Author’s note: Since publishing this, I’ve learned that the array representation was first proposed in a joint paper by George James and Rob Tweed, A Universal NoSQL Engine, Using a Tried and Tested Technology.

Given the ubiquity of MUMPS in Health IT, and the increasing use of JSON as a data format, there is a need for a simple way of converting between the two formats. But before presenting such a mapping, let us briefly review the two formats.

In MUMPS, arrays are key/value pairs in which keys may be organized hierarchically. Not only are

ROOT(1)="abc"
ROOT(2)="def"

and

ROOT("abc")="def"

legal arrays, but so is

ROOT("abc")="d"
ROOT("abc",0,12)="ef"
ROOT(4,"def")=1.1

There are a few things to notice here. For one thing, numbers and arrays may be freely intermixed. In fact, the language itself doesn’t distinguish between 1 and “1”. We could have quoted the numbers appearing in the above array and the semantics would have been the same. The next thing to notice is that values may be associated with array nodes at any subscript level, not just the deepest one, but they are not required.

By contrast, JSON objects are key/value pairs, the keys of which are strings. The values may be strings, numbers, arrays, other objects, or the special values true, false, and null. For a full description of the format, including train track diagrams for the syntax, see ECMA-404.

Just keep in mind that

  1. JSON objects are key/value pairs enclosed in curly braces ({}).
  2. The keys must be strings, but values may be primitives, arrays, or other objects.
  3. Arrays are sequences of values enclosed in square bracket ([]). Examples include [1, 2, 3], [1, “two”, 3] and [].

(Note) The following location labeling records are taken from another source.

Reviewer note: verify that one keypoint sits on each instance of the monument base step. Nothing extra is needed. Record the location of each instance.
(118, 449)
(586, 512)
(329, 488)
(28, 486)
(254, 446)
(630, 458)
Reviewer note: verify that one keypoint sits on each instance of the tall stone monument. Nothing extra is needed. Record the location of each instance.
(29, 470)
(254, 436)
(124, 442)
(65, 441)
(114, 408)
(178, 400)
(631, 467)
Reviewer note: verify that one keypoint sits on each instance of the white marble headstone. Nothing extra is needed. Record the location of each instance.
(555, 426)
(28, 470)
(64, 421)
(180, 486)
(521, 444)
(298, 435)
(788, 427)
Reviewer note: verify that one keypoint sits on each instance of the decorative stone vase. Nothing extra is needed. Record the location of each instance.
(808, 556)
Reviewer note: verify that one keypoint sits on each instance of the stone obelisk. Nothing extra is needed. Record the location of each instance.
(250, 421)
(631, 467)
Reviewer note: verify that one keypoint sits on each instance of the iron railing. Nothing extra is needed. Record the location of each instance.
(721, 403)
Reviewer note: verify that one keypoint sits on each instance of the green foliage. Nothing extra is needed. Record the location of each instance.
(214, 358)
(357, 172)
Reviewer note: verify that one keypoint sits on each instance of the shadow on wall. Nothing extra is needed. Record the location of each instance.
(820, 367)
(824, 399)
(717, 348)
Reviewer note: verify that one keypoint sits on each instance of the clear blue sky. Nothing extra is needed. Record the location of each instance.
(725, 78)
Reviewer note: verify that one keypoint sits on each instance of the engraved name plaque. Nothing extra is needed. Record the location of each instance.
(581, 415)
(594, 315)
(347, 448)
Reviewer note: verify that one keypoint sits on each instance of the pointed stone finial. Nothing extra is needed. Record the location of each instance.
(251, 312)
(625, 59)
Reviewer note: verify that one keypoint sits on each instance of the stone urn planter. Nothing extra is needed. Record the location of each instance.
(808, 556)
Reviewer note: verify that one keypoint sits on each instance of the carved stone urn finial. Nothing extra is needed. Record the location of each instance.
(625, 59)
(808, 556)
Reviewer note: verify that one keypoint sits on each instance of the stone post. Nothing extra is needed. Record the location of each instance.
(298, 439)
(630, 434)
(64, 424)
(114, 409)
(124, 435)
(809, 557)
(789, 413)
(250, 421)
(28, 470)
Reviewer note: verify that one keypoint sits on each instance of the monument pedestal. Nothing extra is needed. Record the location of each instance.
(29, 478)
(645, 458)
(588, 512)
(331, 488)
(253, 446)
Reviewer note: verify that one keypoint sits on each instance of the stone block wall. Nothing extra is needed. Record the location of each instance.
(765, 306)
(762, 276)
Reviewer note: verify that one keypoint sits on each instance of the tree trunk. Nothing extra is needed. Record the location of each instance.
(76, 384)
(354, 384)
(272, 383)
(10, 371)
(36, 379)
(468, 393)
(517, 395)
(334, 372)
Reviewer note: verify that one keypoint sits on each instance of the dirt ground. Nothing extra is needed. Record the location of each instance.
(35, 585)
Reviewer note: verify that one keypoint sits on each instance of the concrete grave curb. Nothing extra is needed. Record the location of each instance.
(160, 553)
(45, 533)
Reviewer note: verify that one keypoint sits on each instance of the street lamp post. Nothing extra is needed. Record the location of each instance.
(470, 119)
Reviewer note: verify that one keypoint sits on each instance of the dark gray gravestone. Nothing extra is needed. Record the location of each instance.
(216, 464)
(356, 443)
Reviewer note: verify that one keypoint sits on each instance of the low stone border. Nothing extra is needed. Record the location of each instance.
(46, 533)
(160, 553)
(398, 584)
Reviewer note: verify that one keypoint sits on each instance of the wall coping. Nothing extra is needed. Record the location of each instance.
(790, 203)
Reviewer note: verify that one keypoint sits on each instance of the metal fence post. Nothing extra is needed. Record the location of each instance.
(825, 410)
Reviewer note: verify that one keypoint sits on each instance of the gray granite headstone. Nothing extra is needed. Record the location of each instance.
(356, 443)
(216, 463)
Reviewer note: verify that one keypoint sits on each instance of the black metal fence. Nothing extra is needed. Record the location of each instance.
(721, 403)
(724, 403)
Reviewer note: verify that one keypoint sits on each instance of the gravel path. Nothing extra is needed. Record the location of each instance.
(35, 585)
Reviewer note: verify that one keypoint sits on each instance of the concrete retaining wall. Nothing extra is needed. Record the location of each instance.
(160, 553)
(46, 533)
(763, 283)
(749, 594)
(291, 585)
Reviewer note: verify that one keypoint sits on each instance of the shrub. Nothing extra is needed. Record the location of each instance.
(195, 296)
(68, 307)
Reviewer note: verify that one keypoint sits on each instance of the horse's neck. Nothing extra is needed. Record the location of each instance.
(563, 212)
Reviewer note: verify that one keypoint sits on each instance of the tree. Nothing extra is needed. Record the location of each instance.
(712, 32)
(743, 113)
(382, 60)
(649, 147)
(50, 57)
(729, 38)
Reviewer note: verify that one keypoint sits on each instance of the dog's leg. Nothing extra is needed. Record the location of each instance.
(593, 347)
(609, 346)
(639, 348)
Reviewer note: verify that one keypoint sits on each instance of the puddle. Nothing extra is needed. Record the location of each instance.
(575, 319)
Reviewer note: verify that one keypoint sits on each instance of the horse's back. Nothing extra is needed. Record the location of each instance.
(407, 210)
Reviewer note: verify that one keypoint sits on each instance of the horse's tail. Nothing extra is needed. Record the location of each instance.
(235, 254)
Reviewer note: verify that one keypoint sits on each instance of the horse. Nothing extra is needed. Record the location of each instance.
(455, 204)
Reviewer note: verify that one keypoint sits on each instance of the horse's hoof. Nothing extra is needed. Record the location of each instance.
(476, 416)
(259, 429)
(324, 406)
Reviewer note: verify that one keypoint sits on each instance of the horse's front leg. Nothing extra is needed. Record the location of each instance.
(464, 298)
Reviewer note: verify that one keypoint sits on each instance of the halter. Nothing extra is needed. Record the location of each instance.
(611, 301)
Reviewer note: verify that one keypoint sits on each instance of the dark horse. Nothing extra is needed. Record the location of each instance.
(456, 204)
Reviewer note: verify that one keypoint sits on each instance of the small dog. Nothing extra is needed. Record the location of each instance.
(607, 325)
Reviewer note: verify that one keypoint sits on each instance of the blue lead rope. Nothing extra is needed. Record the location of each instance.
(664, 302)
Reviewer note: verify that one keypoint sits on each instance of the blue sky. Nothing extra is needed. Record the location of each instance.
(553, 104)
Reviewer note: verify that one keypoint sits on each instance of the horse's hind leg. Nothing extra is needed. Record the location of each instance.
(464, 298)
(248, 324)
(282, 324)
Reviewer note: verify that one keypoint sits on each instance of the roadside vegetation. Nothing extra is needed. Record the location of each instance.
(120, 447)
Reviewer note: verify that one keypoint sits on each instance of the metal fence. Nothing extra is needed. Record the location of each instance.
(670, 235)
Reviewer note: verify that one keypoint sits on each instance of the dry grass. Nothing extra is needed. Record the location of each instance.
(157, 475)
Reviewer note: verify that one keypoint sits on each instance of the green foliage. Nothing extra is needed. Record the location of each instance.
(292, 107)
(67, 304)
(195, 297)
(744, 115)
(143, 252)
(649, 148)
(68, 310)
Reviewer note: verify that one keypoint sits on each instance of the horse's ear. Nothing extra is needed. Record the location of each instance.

Now, let’s consider how a JSON object might be encoded in MUMPS. The following approach appears to be folklore, but it is described by Rob Tweed on his blog, The EWD Files, in JSON – Interfacing VistA (and Other Legacy MUMPS Systems). The idea is to use the fact that MUMPS allows strings as subscripts, and represent a JSON object as an array having, as it subscript, the keys of the object. For example, we would represent

{ "one": 1, "two": 2, "three": 3 }

as

ROOT("one")=1
ROOT("two")=2
ROOT("three")=3

If an object has other objects as values, we can then just add a layer of subscripts. For example,

ROOT("data","one")=1
ROOT("data","two")=2

would represent

{"data": {"one: 1, "two: 2} }

But what about arrays? An obvious idea is to use numeric subscripts. For example,

ROOT("data",1)=1
ROOT("data",2)=2
ROOT("data",3)=3

would represent

{"data": [1, 2, 3] }

Unfortunately, there is a problem. If we were to write

ROOT("data","1")=1
ROOT("data","2")=2
ROOT("data","3")=3

We would probably want it to be interpreted as
{" data": {
    "1": 1,
     "2": 2,
     "3": 3 } }

(However unnatural it is to write JSON this way.)

As an aside, in JavaScript, indexing with square brackets is equivalent to using attributes, but JSON is not JavaScript.

One possible solution is add a new node that identifies arrays as arrays and objects as objects. In particular, we could write

ROOT("data",0)="0^array"
ROOT("data",1)=1
ROOT("data",2)=2
ROOT("data",3)=3

and

ROOT("data",0)="1^object"
ROOT("data","1")=1
ROOT("data","2")=2
ROOT("data","3")=3

This is a bit ugly, but it removes the ambiguity.